Fourth graders have been writing as essayists, developing theses for opinion pieces. They have been learning how to write about a topic that they feel passionate about. They have elaborated on the reasons for their opinions by generating mini-stories about their own experiences in their topics. Some are even researching facts to make their pieces stronger and more convincing. Their endings will allow them an opportunity to reflect about how they feel about their topics.
Use it, drop it, or split it? Those are the options mathematicians are considering as they tackle division problems with remainders. They have read picture books that involve division and even written their own stories. This enables mathematical learners to not only solve the division problems, but also represent and have discussions around their division. Our current math unit of study focuses on the relationship between multiplication and division. Because of this, we're using the strategies from our multiplication work to make sense of this transition and build the conceptual understanding. Some of the strategies are drawings, equations and the area model. When your fourth grader is working on a division problem, ask, "How can you use an array to help you solve this problem?" After vacation we'll transition to our fraction unit of study.

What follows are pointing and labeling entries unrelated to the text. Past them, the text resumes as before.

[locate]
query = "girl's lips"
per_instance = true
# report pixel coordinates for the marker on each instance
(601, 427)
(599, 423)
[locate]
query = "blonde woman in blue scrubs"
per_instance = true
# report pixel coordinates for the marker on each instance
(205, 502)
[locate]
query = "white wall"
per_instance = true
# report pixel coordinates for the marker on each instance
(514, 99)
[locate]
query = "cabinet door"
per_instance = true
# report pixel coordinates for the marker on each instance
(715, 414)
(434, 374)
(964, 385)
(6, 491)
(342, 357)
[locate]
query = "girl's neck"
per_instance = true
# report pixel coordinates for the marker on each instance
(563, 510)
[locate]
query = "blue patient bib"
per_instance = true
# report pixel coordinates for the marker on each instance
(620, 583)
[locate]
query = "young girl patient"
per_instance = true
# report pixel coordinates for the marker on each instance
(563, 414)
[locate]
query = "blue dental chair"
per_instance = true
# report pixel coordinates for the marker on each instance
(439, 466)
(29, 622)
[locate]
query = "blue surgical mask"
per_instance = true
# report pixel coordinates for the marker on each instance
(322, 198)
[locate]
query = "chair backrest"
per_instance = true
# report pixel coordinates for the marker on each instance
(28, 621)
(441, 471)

We're wrapping up our work as electrical engineers in science, based on Engineering is Elementary unit. Students were tasked to create an alarm circuit based on a story we read, "A Reminder for Emily." In the story, Emily keeps forgetting to do her chores on time, so she decides she needs an alarm circuit to help. Students worked through the Engineering Design Process, in which they asked questions, imagined and planned a design, and are now creating and improving their designs.
In Social Studies, we have been studying the Southeast region. We are traveling to Everglades National Park, Cape Canaveral, and Jamestown, Virginia. We are listening to the four types of music that came from this region (Bluegrass, Jazz, Blues and Cajun). The Civil Rights Movement is also a focus during our study of the Southeast Region. We are reading some picture books to see how segregation kept blacks and whites apart. One is Freedom Summer, which sparked some great class discussion on the unfairness of segregation. We are able to reference our study of Jackie Robinson in our reading unit and make connections of how he helped to break the color barrier.
Before our study of Immigration, we learned about “cottage” industries, where people worked at home usually in rural settings using their own equipment. The Industrial Revolution and the discovery of water and steam power resulted in a rise of factories. We learned about the different reasons why immigrants decided to come to America and how they entered by either being processed through Ellis Island or Angel Island on the west coast. Once they arrived, they lived in crowded, ethnically grouped tenements and worked for low wages in terrible working conditions. One group we studied using literature and primary sources were the “Mill Girls” who worked in the textile factories in Lowell, Massachusetts. We will be visiting the museum later this year. Our final project is to identify the many contributions the immigrants brought to the United States.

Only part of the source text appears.